A Visual History of Apple’s Mac – The Mac in 2014 is a totally different beast compared to the 1984 Macintosh. In a note on its website, Apple said that Mac “was designed to be so easy to use that people could actually use it.” That sounds obvious, but back in 1984, personal computing wasn’t very intuitive.

Credit: PCMag.

Something to think about:

“You always second guess yourself. Just think of all the time you’d save if you just trusted yourself.”

–      Takayuki Ikkaku, Arisa Hosaka and Toshihiro Kawabata

Today’s Free Downloads:

StrokesPlus – StrokesPlus is a mouse gesture recognition program that allows you to automate repetitive tasks by simply drawing a gesture with your mouse or performing mouse and/or keyboard modifiers to fire off an action sequence. Whether the action sequence you’re wanting to fire uses a gesture, mouse/keyboard modifier(s), or both, you begin with pressing the selected Stroke button on your mouse. By default, the Stroke button is assigned to the right mouse button. To begin, press and hold the Stroke button and either draw the gesture or perform the mouse/keyboard modifier(s), then release the Stroke button. If the events are recognized as being tied to an action sequence, StrokesPlus will fire the action sequence.
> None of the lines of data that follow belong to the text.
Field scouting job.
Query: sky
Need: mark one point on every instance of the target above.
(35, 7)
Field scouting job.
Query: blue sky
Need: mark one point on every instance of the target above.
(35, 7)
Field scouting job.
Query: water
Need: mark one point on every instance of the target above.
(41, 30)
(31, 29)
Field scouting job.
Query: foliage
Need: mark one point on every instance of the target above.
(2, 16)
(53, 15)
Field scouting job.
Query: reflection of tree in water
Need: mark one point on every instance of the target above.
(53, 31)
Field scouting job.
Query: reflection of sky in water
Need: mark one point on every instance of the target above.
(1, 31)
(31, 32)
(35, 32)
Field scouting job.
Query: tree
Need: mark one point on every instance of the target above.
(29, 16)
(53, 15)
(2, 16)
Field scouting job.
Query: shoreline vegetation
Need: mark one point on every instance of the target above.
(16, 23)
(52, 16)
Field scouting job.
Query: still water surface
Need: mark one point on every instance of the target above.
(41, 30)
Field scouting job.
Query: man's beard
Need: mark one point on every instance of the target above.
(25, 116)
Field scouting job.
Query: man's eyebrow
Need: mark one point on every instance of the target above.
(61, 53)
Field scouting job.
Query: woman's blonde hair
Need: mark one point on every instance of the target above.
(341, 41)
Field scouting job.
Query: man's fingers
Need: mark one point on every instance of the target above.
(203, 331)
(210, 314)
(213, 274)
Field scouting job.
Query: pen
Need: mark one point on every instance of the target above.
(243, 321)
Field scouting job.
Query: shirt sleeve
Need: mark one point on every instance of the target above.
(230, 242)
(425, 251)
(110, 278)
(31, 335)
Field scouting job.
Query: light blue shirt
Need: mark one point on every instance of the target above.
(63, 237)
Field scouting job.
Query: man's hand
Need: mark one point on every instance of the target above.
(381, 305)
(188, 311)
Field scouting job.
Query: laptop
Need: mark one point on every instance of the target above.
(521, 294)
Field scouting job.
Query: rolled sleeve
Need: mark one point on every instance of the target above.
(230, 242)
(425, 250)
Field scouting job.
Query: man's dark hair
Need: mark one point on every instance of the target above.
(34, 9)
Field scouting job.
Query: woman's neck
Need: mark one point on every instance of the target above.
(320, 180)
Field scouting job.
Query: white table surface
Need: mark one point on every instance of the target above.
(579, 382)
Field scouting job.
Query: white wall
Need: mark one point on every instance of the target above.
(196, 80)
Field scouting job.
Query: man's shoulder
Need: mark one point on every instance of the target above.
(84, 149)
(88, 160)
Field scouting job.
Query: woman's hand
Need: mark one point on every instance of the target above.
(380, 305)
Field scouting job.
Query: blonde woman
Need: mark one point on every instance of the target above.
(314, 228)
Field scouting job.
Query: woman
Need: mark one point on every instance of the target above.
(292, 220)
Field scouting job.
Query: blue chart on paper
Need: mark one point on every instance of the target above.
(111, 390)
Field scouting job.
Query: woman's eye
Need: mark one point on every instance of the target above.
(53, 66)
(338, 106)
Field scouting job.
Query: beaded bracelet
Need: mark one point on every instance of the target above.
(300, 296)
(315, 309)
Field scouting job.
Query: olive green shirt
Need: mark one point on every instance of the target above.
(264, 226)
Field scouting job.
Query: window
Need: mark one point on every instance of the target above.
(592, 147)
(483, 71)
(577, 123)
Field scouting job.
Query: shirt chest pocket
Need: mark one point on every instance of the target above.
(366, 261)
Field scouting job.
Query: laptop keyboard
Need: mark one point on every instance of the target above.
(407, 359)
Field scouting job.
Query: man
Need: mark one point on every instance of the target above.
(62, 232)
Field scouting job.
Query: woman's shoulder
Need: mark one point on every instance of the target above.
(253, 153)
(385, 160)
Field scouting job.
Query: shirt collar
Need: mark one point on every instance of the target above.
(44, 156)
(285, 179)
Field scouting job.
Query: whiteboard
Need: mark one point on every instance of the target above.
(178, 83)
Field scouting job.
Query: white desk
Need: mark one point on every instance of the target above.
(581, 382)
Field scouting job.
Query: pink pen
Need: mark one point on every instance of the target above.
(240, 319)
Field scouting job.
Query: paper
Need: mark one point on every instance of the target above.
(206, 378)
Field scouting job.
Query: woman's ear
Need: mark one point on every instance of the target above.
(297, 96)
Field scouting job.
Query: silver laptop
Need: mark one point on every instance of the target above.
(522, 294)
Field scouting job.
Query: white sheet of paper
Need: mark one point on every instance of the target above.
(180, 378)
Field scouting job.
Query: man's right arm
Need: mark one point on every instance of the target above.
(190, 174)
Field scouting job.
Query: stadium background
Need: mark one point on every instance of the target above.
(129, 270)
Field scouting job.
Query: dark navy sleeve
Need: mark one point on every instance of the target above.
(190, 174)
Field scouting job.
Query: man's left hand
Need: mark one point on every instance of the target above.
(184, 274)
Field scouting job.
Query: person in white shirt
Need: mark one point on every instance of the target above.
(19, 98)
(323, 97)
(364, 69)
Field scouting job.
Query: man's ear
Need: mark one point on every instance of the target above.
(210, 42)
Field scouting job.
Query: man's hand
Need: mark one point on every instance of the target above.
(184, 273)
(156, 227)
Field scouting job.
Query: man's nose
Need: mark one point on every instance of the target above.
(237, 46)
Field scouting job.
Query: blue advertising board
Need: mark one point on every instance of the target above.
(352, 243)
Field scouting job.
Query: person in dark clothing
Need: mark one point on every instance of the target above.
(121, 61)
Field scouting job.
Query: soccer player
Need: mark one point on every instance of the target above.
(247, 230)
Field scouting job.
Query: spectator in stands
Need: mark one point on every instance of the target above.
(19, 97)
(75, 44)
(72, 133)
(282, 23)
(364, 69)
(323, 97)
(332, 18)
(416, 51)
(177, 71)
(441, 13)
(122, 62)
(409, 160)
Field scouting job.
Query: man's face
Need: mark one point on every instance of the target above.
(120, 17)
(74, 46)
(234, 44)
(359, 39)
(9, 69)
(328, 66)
FrostWire – FrostWire is a peer-to-peer file sharing program for the Gnutella and BitTorrent protocols. FrostWire is written in Java, and is a fork of LimeWire, another popular Gnutella client. Released under the GNU General Public License, FrostWire is free software.

In Pursuit of Freedom – The Pushback Continues:

Snowden accuses NSA of conducting industrial espionage – The National Security Agency engages in industrial espionage, grabbing intelligence from foreign companies regardless of the information’s value to national defense, Edward Snowden told a German TV network. In text released to the media ahead of a broadcast Sunday, German public television broadcaster ARD quoted the former NSA contractor as citing German engineering firm Siemens as an example.

The Obama Administration’s Frustrating NSA Week – While Congress and the nation at large have done little except talk and embark on preliminary legal skirmishes regarding the United States’ mass surveillance practices, the forces in favor of reform and change had a decent week. The Obama administration did not. The president’s speech one week ago on proposed changes to NSA practices was met with skepticism. A sample headline detailing the response: “Jon Stewart skewers Obama’s vague, rambling NSA speech.” The Post was sedate but firm: “Obama goal for quick revamp of NSA program may be unworkable, some U.S. officials fear.” If the president had hoped that his reform proposals — including mild curtailment of the phone metadata program, some sort of protection for the privacy of foreign citizens and the like — would placate those opposed to the NSA, he was certainly disappointed.

NSA website ‘for children’ features code breaking cats and dogs – An article in the New York Times has drawn attention to a NSA website tailored for children. The website, which features cartoon animals, teaches children about the benefits of intelligence gathering.

Snowden return to US hinges on amnesty, his legal adviser says – Any negotiations with Edward Snowden regarding his return to the US would require guarantees of amnesty, his legal adviser said Sunday. Jesselyn Radack told NBC’s “Meet The Press” that the former NSA contractor would be willing to enter negotiations with Attorney General Eric Holder about returning to the US but would need assurances that he would not face prosecution for leaking confidential documents detailing the NSA’s surveillance programs. Holder said Thursday that the US would be open to negotiations but that granting amnesty “would be going too far.”

Apple’s Tim Cook interview on NSA begins with “no back door” – Today on the 30th anniversary of the introduction of the Mac computer to the world by Apple, Tim Cook has taken to ABC to speak not only about oddities like Sapphire Crystal, he’s come to speak about the NSA as well. After having actually headed to the White House on the 17th of December, 2013, to speak with the President about the National Security Agency’s surveillance programs, here Cook suggests that he wishes he could say more.